Let’s assume you feel fine. Still add up to 33 percent to last year’s total as a cushion. Believe me, stuff happens.
With that projected total in mind, ask yourself what percent of it you could comfortably afford. If your bills might reach, say, $10,000, could you get along with an insurance plan that carries an actuarial value of 60, meaning that experienced insurance executives figure you might have to pay 40 percent of your doctor bills next year? That would be around $4,000 in copays, coinsurance, and that dreaded deductible.

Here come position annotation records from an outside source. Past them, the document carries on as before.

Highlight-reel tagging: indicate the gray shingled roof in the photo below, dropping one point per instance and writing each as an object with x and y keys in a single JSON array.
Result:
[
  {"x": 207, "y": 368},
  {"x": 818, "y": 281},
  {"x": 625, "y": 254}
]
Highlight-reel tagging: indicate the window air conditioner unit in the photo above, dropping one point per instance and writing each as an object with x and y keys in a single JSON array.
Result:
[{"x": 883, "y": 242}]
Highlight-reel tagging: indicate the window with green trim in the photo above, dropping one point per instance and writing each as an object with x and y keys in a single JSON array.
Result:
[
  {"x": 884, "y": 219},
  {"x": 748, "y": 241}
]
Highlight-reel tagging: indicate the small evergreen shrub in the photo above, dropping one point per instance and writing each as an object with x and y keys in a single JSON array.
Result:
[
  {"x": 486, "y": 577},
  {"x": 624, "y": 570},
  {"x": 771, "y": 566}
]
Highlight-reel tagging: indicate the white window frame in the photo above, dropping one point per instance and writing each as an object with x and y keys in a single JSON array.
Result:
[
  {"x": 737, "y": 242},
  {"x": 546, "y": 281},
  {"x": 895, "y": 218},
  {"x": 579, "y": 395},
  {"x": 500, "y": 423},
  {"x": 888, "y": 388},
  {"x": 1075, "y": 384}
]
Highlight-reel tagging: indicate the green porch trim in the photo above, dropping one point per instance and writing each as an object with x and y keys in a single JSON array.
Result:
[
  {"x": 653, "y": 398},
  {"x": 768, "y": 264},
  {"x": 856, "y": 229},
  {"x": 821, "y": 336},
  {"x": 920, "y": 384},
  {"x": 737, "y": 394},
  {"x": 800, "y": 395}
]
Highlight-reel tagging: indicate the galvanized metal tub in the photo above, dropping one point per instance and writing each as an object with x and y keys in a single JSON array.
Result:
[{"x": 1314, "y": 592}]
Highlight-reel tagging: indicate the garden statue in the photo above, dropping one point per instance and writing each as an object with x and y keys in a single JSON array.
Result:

Plus your premiums, of course.
As a general rule, you should stay away from insurance plans with actuarial values as low as 60. Having to face 40 percent of any hospital bill would be a nightmare for most people. On the other hand, if your plan has an actuarial value approaching 90 percent, ask yourself if you can afford the plan’s inevitably high monthly premiums? You are looking for a balance. For most people, plans with actuarial values at around 70 to 80 percent offer reasonable coverage and affordable premiums after subsidies as well as manageable cost sharing.